# Description of clinical dataset

The studied cohort initially comprised 396 individuals from France and Quebec, drawn from four different cohorts recruited between 2003 and 2023. These individuals were either diagnosed with first-episode psychosis - schizophrenia (SCZ) or bipolar disorder (BD) or identified as having an ultra-high-risk (UHR) status.
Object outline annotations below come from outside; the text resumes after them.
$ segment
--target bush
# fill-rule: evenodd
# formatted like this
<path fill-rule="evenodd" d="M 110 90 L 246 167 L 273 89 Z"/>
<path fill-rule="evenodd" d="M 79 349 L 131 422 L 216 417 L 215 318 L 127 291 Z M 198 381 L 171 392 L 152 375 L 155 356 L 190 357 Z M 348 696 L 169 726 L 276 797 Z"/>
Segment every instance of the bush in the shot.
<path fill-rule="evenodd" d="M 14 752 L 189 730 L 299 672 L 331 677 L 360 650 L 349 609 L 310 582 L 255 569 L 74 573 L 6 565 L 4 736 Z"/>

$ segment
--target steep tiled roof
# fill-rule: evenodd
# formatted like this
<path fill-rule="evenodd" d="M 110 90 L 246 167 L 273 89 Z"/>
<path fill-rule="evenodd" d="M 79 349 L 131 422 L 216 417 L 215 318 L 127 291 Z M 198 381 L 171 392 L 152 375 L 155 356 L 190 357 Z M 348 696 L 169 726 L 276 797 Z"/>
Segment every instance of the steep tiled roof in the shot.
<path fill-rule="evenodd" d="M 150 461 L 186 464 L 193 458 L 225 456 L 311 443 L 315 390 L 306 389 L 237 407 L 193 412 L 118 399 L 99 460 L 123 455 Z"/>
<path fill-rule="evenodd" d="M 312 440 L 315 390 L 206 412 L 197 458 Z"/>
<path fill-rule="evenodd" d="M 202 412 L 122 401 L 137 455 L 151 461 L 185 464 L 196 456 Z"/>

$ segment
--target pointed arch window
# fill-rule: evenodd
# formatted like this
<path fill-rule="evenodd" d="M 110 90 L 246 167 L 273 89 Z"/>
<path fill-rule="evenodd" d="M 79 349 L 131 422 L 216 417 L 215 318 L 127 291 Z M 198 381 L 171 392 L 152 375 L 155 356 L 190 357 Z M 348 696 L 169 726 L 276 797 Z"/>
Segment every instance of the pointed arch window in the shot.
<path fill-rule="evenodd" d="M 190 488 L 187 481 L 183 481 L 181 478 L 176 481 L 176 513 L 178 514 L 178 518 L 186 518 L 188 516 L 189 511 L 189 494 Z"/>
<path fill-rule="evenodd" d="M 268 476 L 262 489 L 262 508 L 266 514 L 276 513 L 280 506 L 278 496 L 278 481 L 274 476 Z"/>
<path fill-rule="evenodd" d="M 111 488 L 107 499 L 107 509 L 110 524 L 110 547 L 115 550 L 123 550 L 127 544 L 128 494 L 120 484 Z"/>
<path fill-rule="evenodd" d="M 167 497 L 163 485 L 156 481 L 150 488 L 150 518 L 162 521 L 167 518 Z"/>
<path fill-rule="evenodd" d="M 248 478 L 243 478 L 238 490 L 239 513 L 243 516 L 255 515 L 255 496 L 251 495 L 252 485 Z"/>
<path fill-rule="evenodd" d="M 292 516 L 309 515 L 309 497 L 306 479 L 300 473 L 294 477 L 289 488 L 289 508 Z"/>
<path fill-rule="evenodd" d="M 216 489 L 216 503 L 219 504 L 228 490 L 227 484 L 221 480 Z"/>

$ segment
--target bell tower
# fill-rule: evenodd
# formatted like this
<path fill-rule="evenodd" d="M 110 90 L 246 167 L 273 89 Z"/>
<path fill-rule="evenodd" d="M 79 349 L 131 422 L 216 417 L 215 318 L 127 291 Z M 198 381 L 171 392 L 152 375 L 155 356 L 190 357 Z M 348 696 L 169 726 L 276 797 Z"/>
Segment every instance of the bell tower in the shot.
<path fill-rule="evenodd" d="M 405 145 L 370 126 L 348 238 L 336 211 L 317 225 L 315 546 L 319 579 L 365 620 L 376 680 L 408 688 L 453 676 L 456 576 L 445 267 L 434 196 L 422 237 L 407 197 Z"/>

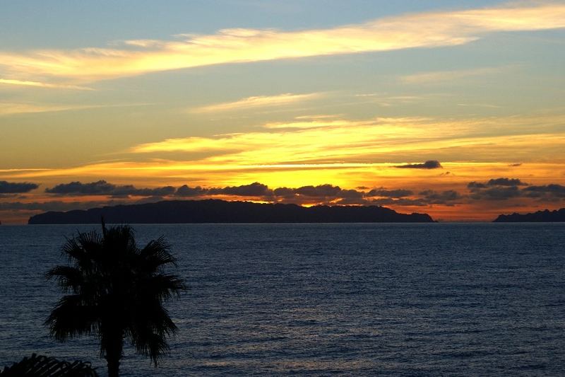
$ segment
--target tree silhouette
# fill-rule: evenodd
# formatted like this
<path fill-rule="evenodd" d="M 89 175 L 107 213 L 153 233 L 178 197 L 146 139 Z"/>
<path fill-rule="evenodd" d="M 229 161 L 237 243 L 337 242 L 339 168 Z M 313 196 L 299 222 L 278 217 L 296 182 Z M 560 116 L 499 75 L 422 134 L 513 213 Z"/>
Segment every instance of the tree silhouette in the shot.
<path fill-rule="evenodd" d="M 68 257 L 47 273 L 64 296 L 45 321 L 60 341 L 87 335 L 100 340 L 100 357 L 108 376 L 119 376 L 124 341 L 157 366 L 169 351 L 167 337 L 177 331 L 163 303 L 185 289 L 182 279 L 165 268 L 177 267 L 163 237 L 143 248 L 136 244 L 129 226 L 78 233 L 67 239 L 61 253 Z"/>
They were followed up for 12 months to monitor the transition to psychosis, with UHR-C denoting those who converted to psychosis and UHR-NC standing for those who did not.
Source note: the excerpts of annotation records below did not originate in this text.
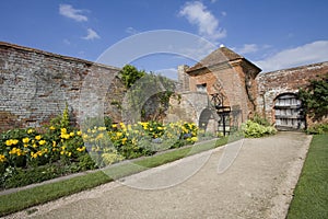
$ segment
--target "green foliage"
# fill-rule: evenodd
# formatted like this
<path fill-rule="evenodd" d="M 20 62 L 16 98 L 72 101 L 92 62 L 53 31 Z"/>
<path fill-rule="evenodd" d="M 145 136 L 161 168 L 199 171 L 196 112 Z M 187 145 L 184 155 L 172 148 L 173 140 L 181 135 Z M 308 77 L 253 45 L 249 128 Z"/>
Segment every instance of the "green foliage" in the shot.
<path fill-rule="evenodd" d="M 309 135 L 321 135 L 328 134 L 328 123 L 326 124 L 318 124 L 313 127 L 306 129 L 306 132 Z"/>
<path fill-rule="evenodd" d="M 68 110 L 68 104 L 66 103 L 65 110 L 62 112 L 62 116 L 60 119 L 60 127 L 68 128 L 70 126 L 70 115 Z"/>
<path fill-rule="evenodd" d="M 298 96 L 308 115 L 316 118 L 328 115 L 328 73 L 300 89 Z"/>
<path fill-rule="evenodd" d="M 120 71 L 119 77 L 127 89 L 131 88 L 136 81 L 141 79 L 145 71 L 138 70 L 134 66 L 126 65 Z"/>
<path fill-rule="evenodd" d="M 257 123 L 257 124 L 262 125 L 262 126 L 270 126 L 271 125 L 270 122 L 267 118 L 263 118 L 258 114 L 255 114 L 255 116 L 251 118 L 251 120 L 254 123 Z"/>
<path fill-rule="evenodd" d="M 277 129 L 272 126 L 263 126 L 249 119 L 242 125 L 242 131 L 246 138 L 260 138 L 267 135 L 274 135 Z"/>

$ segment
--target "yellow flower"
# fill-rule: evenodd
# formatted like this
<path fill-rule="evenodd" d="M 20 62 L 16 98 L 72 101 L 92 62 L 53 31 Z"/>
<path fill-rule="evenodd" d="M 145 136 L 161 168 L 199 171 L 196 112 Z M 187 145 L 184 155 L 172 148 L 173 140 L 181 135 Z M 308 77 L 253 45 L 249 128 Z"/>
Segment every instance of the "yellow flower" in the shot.
<path fill-rule="evenodd" d="M 67 129 L 66 129 L 66 128 L 60 128 L 60 132 L 61 132 L 61 134 L 66 134 L 66 132 L 67 132 Z"/>
<path fill-rule="evenodd" d="M 82 148 L 77 148 L 77 151 L 82 152 L 85 150 L 85 146 L 83 146 Z"/>
<path fill-rule="evenodd" d="M 5 146 L 12 146 L 12 139 L 7 140 L 4 143 Z"/>
<path fill-rule="evenodd" d="M 102 139 L 102 138 L 104 138 L 104 134 L 99 134 L 99 135 L 96 137 L 96 140 L 99 140 L 99 139 Z"/>
<path fill-rule="evenodd" d="M 127 140 L 128 140 L 127 138 L 122 138 L 121 143 L 125 145 L 127 142 Z"/>
<path fill-rule="evenodd" d="M 3 163 L 5 160 L 5 157 L 3 154 L 0 154 L 0 162 Z"/>
<path fill-rule="evenodd" d="M 197 137 L 191 137 L 191 141 L 196 142 L 196 141 L 198 141 L 198 138 Z"/>
<path fill-rule="evenodd" d="M 47 142 L 46 140 L 40 140 L 40 141 L 38 141 L 38 143 L 39 143 L 40 146 L 45 145 L 46 142 Z"/>
<path fill-rule="evenodd" d="M 30 138 L 27 138 L 27 137 L 26 137 L 26 138 L 23 138 L 22 141 L 23 141 L 23 143 L 28 143 Z"/>
<path fill-rule="evenodd" d="M 106 130 L 106 127 L 98 127 L 98 130 Z"/>
<path fill-rule="evenodd" d="M 32 158 L 37 158 L 37 153 L 31 152 Z"/>
<path fill-rule="evenodd" d="M 69 139 L 69 138 L 70 138 L 70 135 L 69 135 L 69 134 L 61 134 L 61 135 L 60 135 L 60 138 Z"/>

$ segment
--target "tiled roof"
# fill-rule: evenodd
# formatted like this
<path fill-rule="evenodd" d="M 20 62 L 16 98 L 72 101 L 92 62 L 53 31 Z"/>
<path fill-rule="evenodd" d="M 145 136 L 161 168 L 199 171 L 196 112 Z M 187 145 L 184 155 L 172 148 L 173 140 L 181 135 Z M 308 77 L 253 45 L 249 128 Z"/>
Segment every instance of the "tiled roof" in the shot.
<path fill-rule="evenodd" d="M 222 62 L 227 62 L 227 61 L 233 61 L 236 59 L 244 59 L 243 56 L 236 54 L 235 51 L 222 46 L 211 53 L 209 56 L 200 60 L 198 64 L 195 66 L 190 67 L 187 72 L 195 71 L 197 69 L 201 69 L 203 67 L 210 67 L 213 65 L 222 64 Z"/>

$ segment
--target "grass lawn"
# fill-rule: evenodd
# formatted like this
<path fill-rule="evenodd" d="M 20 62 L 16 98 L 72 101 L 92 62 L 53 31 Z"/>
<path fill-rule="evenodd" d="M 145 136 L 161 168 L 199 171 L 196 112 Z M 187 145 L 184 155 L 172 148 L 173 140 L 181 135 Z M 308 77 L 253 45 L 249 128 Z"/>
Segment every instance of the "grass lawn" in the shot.
<path fill-rule="evenodd" d="M 104 171 L 87 173 L 85 175 L 75 176 L 70 180 L 65 180 L 51 184 L 44 184 L 37 187 L 15 192 L 0 196 L 0 217 L 25 208 L 40 205 L 57 198 L 68 196 L 81 191 L 85 191 L 97 185 L 108 183 L 113 178 L 128 176 L 149 168 L 155 168 L 188 155 L 207 151 L 227 142 L 227 138 L 219 139 L 215 143 L 203 142 L 194 147 L 180 148 L 173 151 L 163 152 L 153 157 L 147 157 L 133 162 L 127 162 L 118 165 L 113 165 Z M 107 172 L 108 171 L 108 172 Z M 113 176 L 110 178 L 108 175 Z"/>
<path fill-rule="evenodd" d="M 288 219 L 328 218 L 328 135 L 314 136 Z"/>

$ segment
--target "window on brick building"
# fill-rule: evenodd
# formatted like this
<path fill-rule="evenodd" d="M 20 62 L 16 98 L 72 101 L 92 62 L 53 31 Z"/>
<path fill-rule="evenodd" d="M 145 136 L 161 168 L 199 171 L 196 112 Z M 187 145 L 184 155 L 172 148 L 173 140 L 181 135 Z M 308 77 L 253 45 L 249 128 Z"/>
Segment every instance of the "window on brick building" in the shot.
<path fill-rule="evenodd" d="M 202 83 L 202 84 L 197 84 L 197 92 L 202 92 L 206 93 L 207 92 L 207 84 Z"/>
Only the patients with established phenotype were considered in the following analysis. The patients with unknown outcome were excluded. 

Clinical variables reflect different scales of symptom severity:  
  
- **PANSS** (Positive and Negative Syndrome Scale for Schizophrenia) - Evaluates symptom intensity in schizophrenia through three subscales: positive symptoms (7 items), negative symptoms (7 items), and general psychopathological symptoms (16 items). Each item is scored from 1 to 7, yielding a total score ranging from 30 to 210.
  
- **BPRS** (Brief Psychiatric Rating Scale) - Rapidly assesses major psychiatric symptoms with 18 items scored from 1 to 7, providing an overview of psychiatric symptoms with a total score ranging from 18 to 126.
  
- **SANS** (Scale for the Assessment of Negative Symptoms) - Assesses the severity of positive symptoms in schizophrenia.
  
- **SAPS** (Scale for the Assessment of Positive Symptoms) - Assesses the severity of negative symptoms in schizophrenia.
  
- **YMRS** (Young Mania Rating Scale) - Assesses manic symptoms, particularly during initial episodes of psychosis, with 11 items scored from 0 to 4 (or 8), providing a total score ranging from 0 to 60.

- **MADRS** (Montgomery-Asberg Depression Rating Scale) - Measures the severity of depressive symptoms with 10 items, each scored from 0 to 6, resulting in a total score ranging from 0 to 60.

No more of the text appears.